Wo genau beantrage ich Wohngeld?
Zuständig ist immer die Wohngeldbehörde am Ort Ihrer Wohnung. Das ist keine bundesweite Zentralstelle, sondern eine Abteilung Ihrer Kommune – je nach Region bei der Stadtverwaltung, der Gemeinde, dem Amt oder der Kreisverwaltung. In größeren Städten sitzt sie oft im Bürgeramt oder in einem eigenen "Amt für Wohnen", auf dem Land meist im Landratsamt.
So finden Sie die Wohngeldbehörde "in der Nähe": Suchen Sie online nach "Wohngeld" plus dem Namen Ihrer Stadt oder Ihres Landkreises, oder fragen Sie im Rathaus. Wichtig ist die Behörde an Ihrem Wohnort, nicht an Ihrem Arbeitsort.
Wohngeld ist eine Sozialleistung, die nach dem Wohngeldgesetz nur auf Antrag gewährt wird. Ohne Antrag zahlt niemand automatisch – auch wenn Sie alle Voraussetzungen erfüllen. Das Antragsformular liegt bei der Behörde aus, steht als PDF auf der Website Ihrer Kommune oder lässt sich vielerorts direkt online ausfüllen.
Wie läuft der Wohngeldantrag Schritt für Schritt ab?
- Anspruch grob prüfen. Nutzen Sie den kostenlosen Wohngeldrechner des Bundesministeriums (BMWSB) für einen ersten Eindruck, ob sich der Antrag lohnt.
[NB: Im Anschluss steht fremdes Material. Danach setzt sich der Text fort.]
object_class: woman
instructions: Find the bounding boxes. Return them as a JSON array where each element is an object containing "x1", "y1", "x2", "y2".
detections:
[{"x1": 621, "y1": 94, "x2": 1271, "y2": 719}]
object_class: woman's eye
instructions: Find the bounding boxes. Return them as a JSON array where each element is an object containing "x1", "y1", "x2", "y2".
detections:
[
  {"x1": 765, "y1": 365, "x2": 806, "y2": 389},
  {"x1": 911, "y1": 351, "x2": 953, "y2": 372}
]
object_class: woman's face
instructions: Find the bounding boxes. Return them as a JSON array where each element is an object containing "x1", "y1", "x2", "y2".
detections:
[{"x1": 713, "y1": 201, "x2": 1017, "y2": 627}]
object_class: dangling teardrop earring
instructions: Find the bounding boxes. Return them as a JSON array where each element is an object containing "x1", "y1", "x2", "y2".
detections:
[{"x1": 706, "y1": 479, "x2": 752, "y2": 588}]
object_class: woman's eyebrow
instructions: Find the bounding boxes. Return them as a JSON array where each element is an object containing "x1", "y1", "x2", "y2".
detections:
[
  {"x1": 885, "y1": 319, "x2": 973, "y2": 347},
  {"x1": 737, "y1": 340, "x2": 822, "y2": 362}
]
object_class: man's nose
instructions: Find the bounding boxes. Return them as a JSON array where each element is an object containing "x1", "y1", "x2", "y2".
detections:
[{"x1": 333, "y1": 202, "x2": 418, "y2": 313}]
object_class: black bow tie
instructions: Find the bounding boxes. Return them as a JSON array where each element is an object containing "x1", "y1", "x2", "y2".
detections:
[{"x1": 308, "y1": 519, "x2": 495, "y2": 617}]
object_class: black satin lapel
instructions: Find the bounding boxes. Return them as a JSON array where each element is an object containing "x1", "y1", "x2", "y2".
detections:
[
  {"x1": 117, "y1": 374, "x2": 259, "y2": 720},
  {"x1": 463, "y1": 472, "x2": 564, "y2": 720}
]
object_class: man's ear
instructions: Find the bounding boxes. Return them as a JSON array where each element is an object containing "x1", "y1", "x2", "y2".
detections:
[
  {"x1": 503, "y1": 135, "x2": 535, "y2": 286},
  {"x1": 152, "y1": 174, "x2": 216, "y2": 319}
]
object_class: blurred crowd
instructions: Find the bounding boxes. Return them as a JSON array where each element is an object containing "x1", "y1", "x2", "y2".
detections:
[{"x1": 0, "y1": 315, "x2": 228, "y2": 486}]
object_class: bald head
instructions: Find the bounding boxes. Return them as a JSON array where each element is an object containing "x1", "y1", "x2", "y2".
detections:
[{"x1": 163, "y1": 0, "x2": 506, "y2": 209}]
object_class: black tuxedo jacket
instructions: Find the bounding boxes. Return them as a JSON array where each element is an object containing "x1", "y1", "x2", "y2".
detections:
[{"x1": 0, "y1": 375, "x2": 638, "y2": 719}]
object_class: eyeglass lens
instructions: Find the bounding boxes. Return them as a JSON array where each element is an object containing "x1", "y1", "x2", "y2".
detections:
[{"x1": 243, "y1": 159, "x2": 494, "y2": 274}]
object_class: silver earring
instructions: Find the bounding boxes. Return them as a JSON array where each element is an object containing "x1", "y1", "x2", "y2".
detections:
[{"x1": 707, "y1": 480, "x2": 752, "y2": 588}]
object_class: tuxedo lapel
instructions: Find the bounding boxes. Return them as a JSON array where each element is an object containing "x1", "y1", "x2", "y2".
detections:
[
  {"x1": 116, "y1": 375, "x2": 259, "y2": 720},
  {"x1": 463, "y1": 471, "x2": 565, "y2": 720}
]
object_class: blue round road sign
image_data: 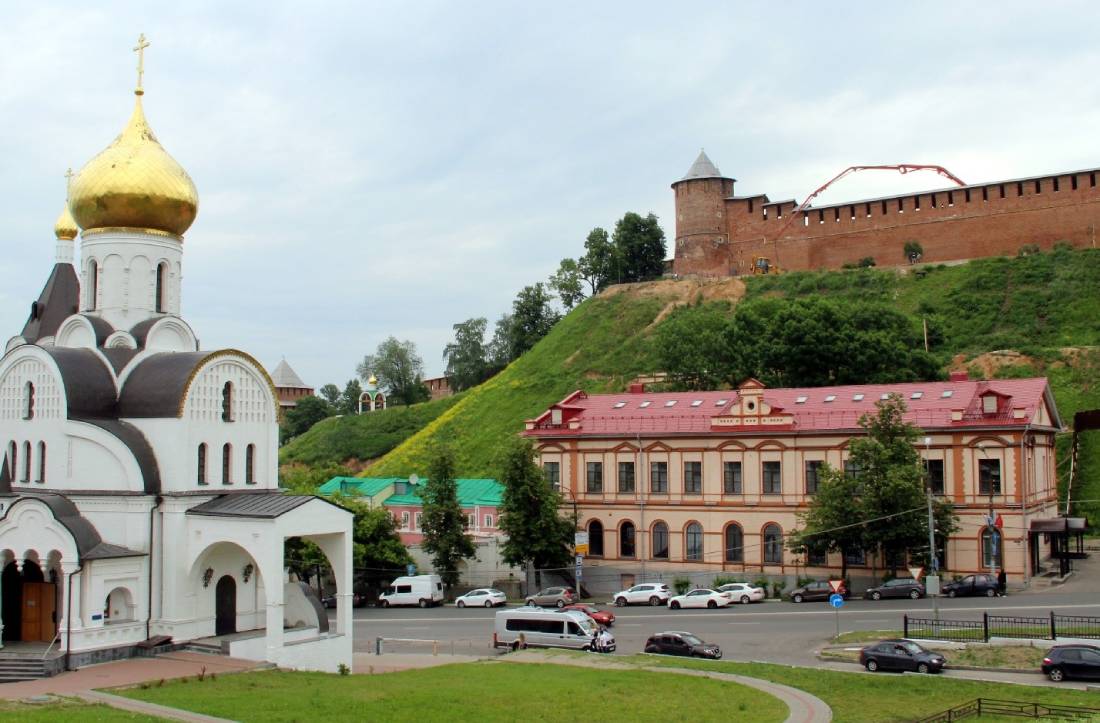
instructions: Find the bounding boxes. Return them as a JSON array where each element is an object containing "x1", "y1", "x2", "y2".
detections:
[{"x1": 829, "y1": 593, "x2": 844, "y2": 608}]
- Formular besorgen. Antragsformular bei der Wohngeldbehörde, im Rathaus oder auf der Kommunen-Website holen – oder das Online-Formular Ihrer Stadt starten.
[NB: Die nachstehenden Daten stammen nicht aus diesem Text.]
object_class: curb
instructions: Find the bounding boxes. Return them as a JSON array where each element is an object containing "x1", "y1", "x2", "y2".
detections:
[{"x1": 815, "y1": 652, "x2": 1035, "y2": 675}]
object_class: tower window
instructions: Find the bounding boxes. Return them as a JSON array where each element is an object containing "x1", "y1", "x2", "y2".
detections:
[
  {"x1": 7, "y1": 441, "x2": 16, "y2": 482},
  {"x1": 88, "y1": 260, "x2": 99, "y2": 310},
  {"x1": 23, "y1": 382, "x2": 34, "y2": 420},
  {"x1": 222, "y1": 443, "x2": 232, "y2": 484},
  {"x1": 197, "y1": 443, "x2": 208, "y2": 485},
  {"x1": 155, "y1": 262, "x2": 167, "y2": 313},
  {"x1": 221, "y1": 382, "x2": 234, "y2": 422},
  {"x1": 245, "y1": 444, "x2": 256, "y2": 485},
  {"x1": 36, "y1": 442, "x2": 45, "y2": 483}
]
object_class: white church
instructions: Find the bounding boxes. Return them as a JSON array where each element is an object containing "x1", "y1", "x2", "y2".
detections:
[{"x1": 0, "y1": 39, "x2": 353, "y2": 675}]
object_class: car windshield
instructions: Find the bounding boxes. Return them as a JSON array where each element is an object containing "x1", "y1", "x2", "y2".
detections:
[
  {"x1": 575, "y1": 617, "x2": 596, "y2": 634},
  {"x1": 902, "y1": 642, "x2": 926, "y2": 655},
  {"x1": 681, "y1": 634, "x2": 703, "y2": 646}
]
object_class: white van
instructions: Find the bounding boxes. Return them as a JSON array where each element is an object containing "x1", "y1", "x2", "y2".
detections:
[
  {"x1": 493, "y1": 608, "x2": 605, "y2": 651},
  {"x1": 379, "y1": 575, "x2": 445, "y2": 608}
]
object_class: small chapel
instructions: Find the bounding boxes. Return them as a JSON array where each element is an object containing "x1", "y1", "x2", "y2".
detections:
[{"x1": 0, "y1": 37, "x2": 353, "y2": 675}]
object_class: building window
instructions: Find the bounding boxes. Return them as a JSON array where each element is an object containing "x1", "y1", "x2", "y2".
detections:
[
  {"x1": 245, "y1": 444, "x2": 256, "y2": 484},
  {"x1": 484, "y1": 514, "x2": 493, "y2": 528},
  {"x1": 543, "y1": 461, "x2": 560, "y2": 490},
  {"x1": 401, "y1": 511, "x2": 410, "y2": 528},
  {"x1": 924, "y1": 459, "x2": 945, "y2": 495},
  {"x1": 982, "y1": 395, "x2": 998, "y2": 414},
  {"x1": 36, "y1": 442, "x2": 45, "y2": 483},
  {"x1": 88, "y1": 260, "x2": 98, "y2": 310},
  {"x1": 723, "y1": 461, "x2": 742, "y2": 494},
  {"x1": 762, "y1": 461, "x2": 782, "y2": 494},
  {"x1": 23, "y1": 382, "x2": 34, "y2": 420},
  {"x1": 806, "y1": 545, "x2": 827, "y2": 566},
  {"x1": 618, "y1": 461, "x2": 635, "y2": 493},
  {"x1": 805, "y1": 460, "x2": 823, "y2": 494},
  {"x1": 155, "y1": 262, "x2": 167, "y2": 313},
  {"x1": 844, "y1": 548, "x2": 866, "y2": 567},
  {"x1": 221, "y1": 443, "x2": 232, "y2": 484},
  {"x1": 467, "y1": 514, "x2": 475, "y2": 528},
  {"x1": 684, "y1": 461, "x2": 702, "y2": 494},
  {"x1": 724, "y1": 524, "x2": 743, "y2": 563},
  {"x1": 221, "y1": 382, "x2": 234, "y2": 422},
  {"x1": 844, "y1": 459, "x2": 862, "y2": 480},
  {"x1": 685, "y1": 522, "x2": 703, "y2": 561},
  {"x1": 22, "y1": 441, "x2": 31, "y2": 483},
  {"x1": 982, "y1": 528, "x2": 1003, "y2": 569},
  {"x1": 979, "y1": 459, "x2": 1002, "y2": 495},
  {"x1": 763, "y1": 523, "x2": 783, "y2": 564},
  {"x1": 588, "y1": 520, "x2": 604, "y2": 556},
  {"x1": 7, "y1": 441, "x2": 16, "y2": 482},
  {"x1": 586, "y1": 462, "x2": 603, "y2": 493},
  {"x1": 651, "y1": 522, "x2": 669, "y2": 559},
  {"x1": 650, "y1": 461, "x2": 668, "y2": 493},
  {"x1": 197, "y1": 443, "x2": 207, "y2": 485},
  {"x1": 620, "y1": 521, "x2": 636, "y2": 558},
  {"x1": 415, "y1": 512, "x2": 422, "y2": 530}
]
- Unterlagen sammeln. Mietvertrag, aktuelle Mietbescheinigung (vom Vermieter), Einkommensnachweise aller Haushaltsmitglieder, Ausweis oder Aufenthaltstitel, Kontonachweise.
- Antrag ausfüllen und unterschreiben. Angaben zu Haushalt, Einkommen und Bruttokaltmiete müssen vollständig sein.
- Einreichen. Persönlich, per Post oder online bei Ihrer Wohngeldbehörde.
- Bescheid abwarten. Die Behörde prüft und schickt einen schriftlichen Bescheid. Bei fehlenden Unterlagen fordert sie diese nach.
Tipp: Wohngeld wird meist ab dem Ersten des Monats gezahlt, in dem der Antrag eingeht – nicht rückwirkend für frühere Monate. Wenn Ihnen noch Unterlagen fehlen, reichen Sie den Antrag trotzdem ein (notfalls formlos schriftlich mit dem Satz "Ich beantrage Wohngeld") und liefern Sie den Rest nach. So sichern Sie sich das frühe Datum.
Welche Unterlagen brauche ich?
Die genaue Liste steht im Merkblatt Ihrer Wohngeldbehörde. Fast immer gehören dazu:
- Antragsformular, vollständig ausgefüllt und unterschrieben
- Mietvertrag und Mietbescheinigung (der Vermieter bestätigt Miete und Wohnfläche)
- Einkommensnachweise aller Haushaltsmitglieder (Lohnabrechnungen, Rentenbescheid, Elterngeld, Unterhalt usw.)
- Ausweis oder Aufenthaltstitel
- Kontonachweise und ggf. Nachweise über Vermögen
- bei Erwerbslosigkeit: Nachweise über andere Leistungen
Alleinerziehende reichen zusätzlich Nachweise über Unterhalt und Kindergeld ein. Für den Haushalt zählen alle Personen, die dauerhaft mit Ihnen zusammenwohnen und -wirtschaften – das erhöht oft den Anspruch.
Wie viel Wohngeld bekomme ich – und wer hat Anspruch?
Die Höhe wird individuell berechnet aus Haushaltsgröße, Gesamteinkommen, Miethöhe und der Mietstufe Ihres Wohnorts. Im Durchschnitt liegt das Wohngeld seit der "Wohngeld-Plus"-Reform bei rund 370 Euro pro Monat und Haushalt. Zum 1. Januar 2025 wurde es zuletzt um durchschnittlich rund 15 Prozent bzw. etwa 30 Euro angehoben; diese Beträge gelten auch 2026. Die nächste turnusmäßige Anpassung ist gesetzlich für den 1. Januar 2027 vorgesehen (ein Gesetzentwurf könnte sie noch ändern – beschlossen ist Stand Juli 2026 nichts).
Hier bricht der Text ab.